Die Zeit der pünktlichen Züge war dann auch vorbei, Streckensperrung auf der NIM, Ende offen. Die DB kommunizierte zu dem Zeitpunkt eigentlich garnix, außer dass die Züge bis auf weiteres in Ingolstadt zurückgehalten werden. Dass man stattdessen über Augsburg fahren konnte, wurde dem in München wartenden Fahrgast nicht vorgeschlagen. Entsprechend leer war der über Augsburg verkehrende Zug dann auch.
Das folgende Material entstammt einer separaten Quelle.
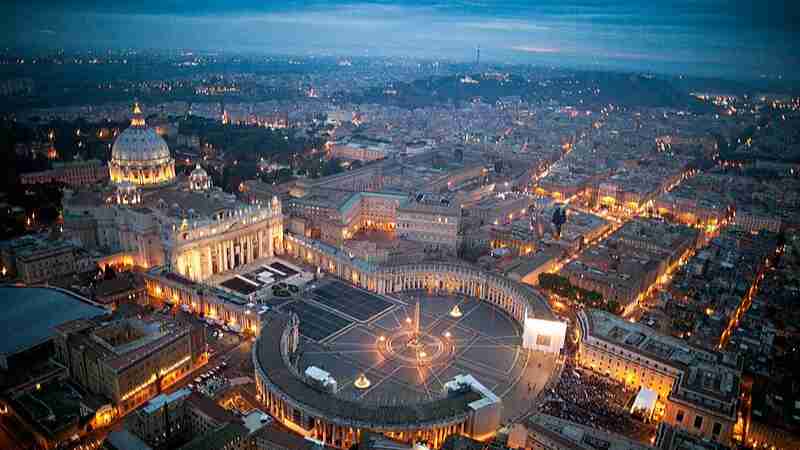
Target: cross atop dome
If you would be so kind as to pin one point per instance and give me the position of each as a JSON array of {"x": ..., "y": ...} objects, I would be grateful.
[{"x": 138, "y": 117}]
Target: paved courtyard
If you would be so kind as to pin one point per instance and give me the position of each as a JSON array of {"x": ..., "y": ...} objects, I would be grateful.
[{"x": 348, "y": 332}]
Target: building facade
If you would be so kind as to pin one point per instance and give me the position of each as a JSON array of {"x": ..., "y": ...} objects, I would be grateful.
[
  {"x": 128, "y": 361},
  {"x": 698, "y": 390},
  {"x": 77, "y": 173}
]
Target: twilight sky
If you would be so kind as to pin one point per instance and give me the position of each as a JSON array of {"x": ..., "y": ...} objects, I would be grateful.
[{"x": 729, "y": 38}]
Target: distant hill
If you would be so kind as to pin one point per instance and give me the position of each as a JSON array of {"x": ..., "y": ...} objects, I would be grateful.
[{"x": 594, "y": 89}]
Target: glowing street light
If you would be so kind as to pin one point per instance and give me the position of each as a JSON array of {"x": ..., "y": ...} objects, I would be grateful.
[{"x": 362, "y": 382}]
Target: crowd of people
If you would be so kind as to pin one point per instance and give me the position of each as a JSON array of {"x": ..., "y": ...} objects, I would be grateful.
[{"x": 588, "y": 399}]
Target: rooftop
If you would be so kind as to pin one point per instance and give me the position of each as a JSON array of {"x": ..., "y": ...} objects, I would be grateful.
[{"x": 28, "y": 316}]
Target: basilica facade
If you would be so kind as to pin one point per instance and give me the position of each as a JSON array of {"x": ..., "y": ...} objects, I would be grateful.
[{"x": 151, "y": 217}]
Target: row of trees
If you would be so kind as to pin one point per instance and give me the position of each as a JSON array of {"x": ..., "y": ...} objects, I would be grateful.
[{"x": 561, "y": 286}]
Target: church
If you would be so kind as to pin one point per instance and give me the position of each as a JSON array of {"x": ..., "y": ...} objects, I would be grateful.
[{"x": 151, "y": 217}]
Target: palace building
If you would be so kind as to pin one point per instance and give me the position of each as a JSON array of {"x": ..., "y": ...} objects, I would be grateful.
[
  {"x": 154, "y": 218},
  {"x": 130, "y": 360},
  {"x": 698, "y": 390}
]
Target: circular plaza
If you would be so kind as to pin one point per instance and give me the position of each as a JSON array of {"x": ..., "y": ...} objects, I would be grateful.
[{"x": 424, "y": 361}]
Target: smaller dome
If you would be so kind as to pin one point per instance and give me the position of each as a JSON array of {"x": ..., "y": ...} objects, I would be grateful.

Immerhin gab es noch gratis Lindt-Osterhasen vom Bordgastronom.

Insgesamt war es ein toller Kurzurlaub, welcher problemlos per Bahn durchgeführt werden kann. Das Sahnehäubchen war halt zu dem Zeitpunkt das tolle Wetter :)

Ich hoffen, der ein oder andere konnte sich an den Bilchen erfreuen.

Fragen oder sonstigen Rückmeldungen - jederzeit gerne.

Viele Grüße

bahnfahrerofr.

Regiojet Kroatien

bahnfahrerofr., Mittwoch, 09.03.2022, 15:31 (vor 1475 Tagen) @ bahnfahrerofr.
bearbeitet von bahnfahrerofr., Mittwoch, 09.03.2022, 15:32

Es soll 2022 zwei Zugläufe von RegioJet nach Kroatien geben:

- Krakow-Wien-Split/Rijeka:
hier wäre wahrscheinlich ein Zustieg in Wien (Abfahrt 20:54) am sinnvollsten, Ankunft in Rijeka wäre 08:36 Uhr. Verkehrstage ab 15. Juni bis 26. September, Di., Fr. So. in Richtung Rijeka, Mo., Mi., Sa. in Richtung Wien/Krakow. (ohne Gewähr).

- Prag-Bratislava-Split/Rijeka:
hier dürfte sich ein Zustieg in Prag (Abfahrt 16:38 Uhr) oder Bratislava (Abfahrt 21:32 Uhr) anbieten. Ankunftszeit in Rijeka kann ich nur anhand der Fahrtzeiten aus 2021 schätzen (ca. 10:15 Uhr), da ich nur die Fahrplantabelle für den Zugteil nach Split finden kann. Der Zug soll im Hochsommer täglich verkehren, ab 28.05. bis 29.06. und von 03. bis 26.09. je Mo., Mi., Sa. in Richtung Rijeka und am Folgetag zurück.

Zwischenzeitlich lässt sich bei RegioJet der Zug ab Prag bereits für den Sommer buchen. Ankunft in Rijeka ist 10.19, meine Schätzung war also gar nicht mal so schlecht.

Auffallend ist jedoch dass der Zug in der Vorsaison nicht an den auf idos.cz veröffentlichten Tagen fährt, sondern abweichend (Di., Fr., So. in Richtung Kroatien). Das sind aber die Tage, die bisher für den Zug Polen-Wien-Kroatien im Gespräch waren.

Der Polen-Zug ist bisher aber nicht buchbar.

Vielen Dank

MC_Hans, 8001376, Mittwoch, 09.03.2022, 21:04 (vor 1474 Tagen) @ bahnfahrerofr.